Personally I have had a few Ralide trees and never had a problem with them durability wise. I have had a couple not fit well, but that is the shape of the tree, not the material. That happens with any tree. But durability wise they have done well for me. What are your guys experiences with them?

And while we are at it, what about Steele trees? They are wood with fiberglass wrap. I have found them to fit my horses very well, in my small sample of two. :lol: Are they considered pretty good, or just "okay" as far as trees go?

I know it was always said that bullhide wrapped wood trees are the best, but even they come in different qualities I would assume.

What makes a good saddle tree? What brand or style is most likely to fit the most horses comfortably? I know horses are all different of course, but I would assume the better the tree, the more versatile it should be, at least in a mass-produced saddle. Thoughts?


----------



## Saddlebag

Ralide had some problems with the trees initially but that was remedied years ago. In one instance I was seeing cracked trees because the cantle screw was screwed in too close to the stirrup slot. Not Ralide's fault.


----------



## trailhorserider

That's good to know! They have served me well.


----------



## SouthernTrails

.

Nice Subject Trailrider, but complicated……lol….

Import Trees are many times hollow fiberglass, some are solid fiberglass... that being said the fiberglass they use from India generally lacks a high quality resin to form a strong cohesive bond among the layers of fiberglass, thus the many problems, breaking, nails and screws not holding in the tree, etc.
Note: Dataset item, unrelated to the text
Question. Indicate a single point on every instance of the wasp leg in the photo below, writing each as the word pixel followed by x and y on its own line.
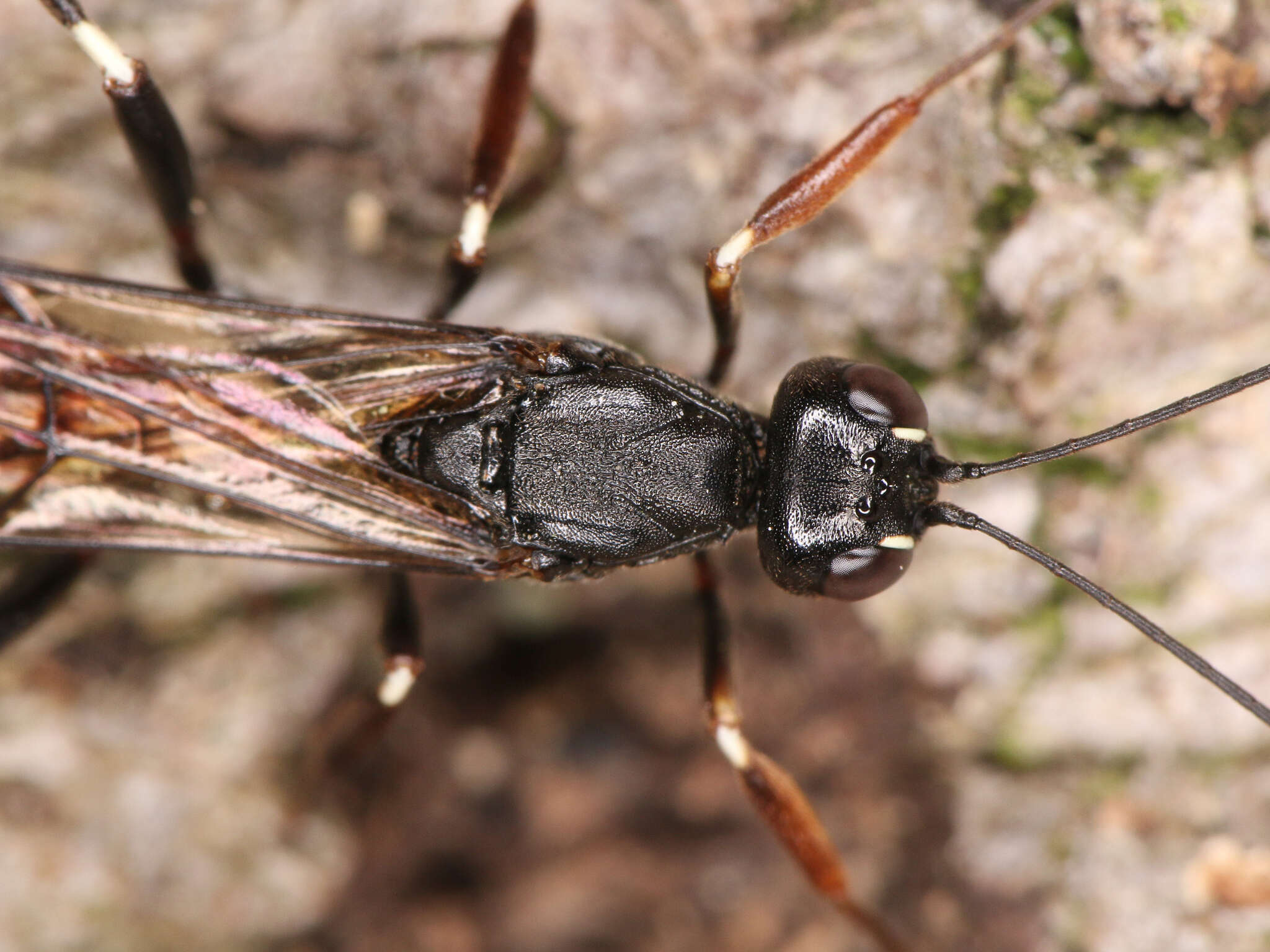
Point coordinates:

Ralide Trees are now a Injection molded polyethylene polymer, at one time there were complaints in the 70’s of a lower quality formula. This has been overcome and Ralide is actually one of the strongest trees available. I have seen tests of a front tire of a Dodge Pickup running over the seat and also have seen tests of hydraulic rams being used to try to break the swells and the cantle apart, they sustained more pressure than a dozen other wood trees reinforced with fiberglass and bullhide.
Ralide Tree are very consistent in size and shape, but they have their limitations, they cannot be custom shaped and have a limit to the Horse they will fit, they also have a preformed seat which does not allow for a shaped and ground seat for a better fit to the rear of a rider.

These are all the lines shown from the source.